It's painful to be a Boston athlete -- or sports fan -- these days. Maybe, there is something in the (dirty) water, but it seems like every time you peruse a story about one of the local professional sports outfits, it reads like the waiting list in the emergency room at Mass General.
Welcome to the Hub of Hurt, where the disabled list is only a day away.

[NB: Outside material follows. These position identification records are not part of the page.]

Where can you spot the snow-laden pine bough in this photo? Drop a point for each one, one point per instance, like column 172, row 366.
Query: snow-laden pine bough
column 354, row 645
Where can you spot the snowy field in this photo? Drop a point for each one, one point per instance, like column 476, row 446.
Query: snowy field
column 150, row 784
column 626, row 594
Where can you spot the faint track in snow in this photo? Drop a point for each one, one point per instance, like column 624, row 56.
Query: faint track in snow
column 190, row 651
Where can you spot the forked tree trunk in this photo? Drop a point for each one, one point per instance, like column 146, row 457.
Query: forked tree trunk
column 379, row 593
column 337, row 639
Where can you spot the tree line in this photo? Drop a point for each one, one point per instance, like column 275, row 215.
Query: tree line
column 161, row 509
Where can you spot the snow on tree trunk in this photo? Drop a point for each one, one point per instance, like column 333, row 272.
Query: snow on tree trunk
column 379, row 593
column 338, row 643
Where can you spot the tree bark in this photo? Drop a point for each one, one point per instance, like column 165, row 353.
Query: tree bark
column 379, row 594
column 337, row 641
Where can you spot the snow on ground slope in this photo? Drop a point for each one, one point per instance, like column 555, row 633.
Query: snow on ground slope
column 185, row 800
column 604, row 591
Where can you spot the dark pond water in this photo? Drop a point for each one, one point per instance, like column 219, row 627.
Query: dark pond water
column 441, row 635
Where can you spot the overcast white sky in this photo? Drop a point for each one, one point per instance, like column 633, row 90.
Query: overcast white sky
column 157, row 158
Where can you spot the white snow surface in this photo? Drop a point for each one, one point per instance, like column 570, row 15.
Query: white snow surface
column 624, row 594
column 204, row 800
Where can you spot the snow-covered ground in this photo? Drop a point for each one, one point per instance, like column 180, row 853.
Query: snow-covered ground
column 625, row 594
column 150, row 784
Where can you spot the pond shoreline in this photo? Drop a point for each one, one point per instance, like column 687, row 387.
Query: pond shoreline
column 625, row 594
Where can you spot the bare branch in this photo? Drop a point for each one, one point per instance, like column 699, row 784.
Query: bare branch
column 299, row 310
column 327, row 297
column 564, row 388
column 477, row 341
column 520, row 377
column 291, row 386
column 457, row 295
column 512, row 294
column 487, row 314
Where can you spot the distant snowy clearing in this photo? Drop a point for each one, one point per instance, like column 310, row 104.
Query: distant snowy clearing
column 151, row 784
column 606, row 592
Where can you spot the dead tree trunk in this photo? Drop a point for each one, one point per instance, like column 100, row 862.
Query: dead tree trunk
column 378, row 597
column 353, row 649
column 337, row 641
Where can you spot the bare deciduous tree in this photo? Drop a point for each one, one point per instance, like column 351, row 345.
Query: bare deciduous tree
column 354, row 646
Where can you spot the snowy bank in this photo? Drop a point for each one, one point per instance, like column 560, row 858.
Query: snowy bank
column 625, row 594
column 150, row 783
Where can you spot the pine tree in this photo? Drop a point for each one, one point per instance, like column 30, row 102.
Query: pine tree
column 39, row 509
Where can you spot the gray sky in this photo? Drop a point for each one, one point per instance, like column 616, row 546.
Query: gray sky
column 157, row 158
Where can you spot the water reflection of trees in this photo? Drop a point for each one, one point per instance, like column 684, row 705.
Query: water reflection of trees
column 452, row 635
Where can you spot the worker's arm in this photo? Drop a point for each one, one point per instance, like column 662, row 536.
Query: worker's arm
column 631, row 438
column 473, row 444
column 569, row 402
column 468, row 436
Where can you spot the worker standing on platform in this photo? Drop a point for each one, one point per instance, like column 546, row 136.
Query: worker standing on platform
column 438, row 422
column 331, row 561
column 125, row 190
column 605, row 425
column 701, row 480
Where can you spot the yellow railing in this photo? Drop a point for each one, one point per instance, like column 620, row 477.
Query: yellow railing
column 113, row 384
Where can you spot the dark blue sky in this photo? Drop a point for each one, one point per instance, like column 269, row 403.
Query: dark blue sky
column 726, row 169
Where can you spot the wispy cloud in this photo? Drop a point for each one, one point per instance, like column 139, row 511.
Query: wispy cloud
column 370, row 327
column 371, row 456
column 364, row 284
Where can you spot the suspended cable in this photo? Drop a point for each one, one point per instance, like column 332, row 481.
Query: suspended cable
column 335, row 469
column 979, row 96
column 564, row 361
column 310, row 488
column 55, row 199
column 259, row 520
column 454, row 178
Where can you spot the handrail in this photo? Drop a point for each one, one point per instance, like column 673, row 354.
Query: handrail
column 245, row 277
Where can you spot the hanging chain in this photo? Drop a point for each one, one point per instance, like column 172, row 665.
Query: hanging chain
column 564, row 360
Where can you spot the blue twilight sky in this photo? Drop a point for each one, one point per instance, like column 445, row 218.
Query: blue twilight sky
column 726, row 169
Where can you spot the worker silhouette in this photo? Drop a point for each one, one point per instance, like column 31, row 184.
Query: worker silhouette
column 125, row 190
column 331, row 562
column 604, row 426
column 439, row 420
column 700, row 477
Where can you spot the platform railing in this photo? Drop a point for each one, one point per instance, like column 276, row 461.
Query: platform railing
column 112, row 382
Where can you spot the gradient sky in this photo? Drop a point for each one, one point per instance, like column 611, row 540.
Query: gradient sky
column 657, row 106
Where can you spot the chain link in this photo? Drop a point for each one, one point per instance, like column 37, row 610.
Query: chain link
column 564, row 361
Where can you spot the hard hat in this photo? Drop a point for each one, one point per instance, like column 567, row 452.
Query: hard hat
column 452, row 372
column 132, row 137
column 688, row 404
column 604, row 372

We know that Boston has some of the finest medical facilities in the country, but that doesn't mean our local pro athletes have to use them. The NFL is planning to build a stadium to lure a franchise to Los Angeles in a place called the City of Industry, Boston has become the City of Injury. The injury bug has bitten the Hub like one of those vampires from the vapid "Twilight" series.
Let's assess the carnage.
The Celtics are at the point where they're going to have to start scouting local YMCAs to fill out their bench for tonight's game against the Chicago Bulls. Kevin Garnett has missed seven games with a hyperextended right knee and aptly named coach Doc Rivers said last night that the earliest Garnett could return is Wednesday against the Pistons. Rasheed Wallace was doing a bang-up job filling in for Garnett until he got banged up (sore foot). The Celtics ruled him out for tonight's game. Swingman Marquis Daniels had surgery Dec. 9 to repair a torn ligament in his left thumb and won't be back until after the All-Star break,
Let's not forget the mysterious knee infection that rendered Paul Pierce idle for two weeks. By the way, Pierce bruised his knee last night against the Nets. It was an omen for this Celtics season when forward Glen Davis broke his thumb in a fight with a friend on the eve of the season opener.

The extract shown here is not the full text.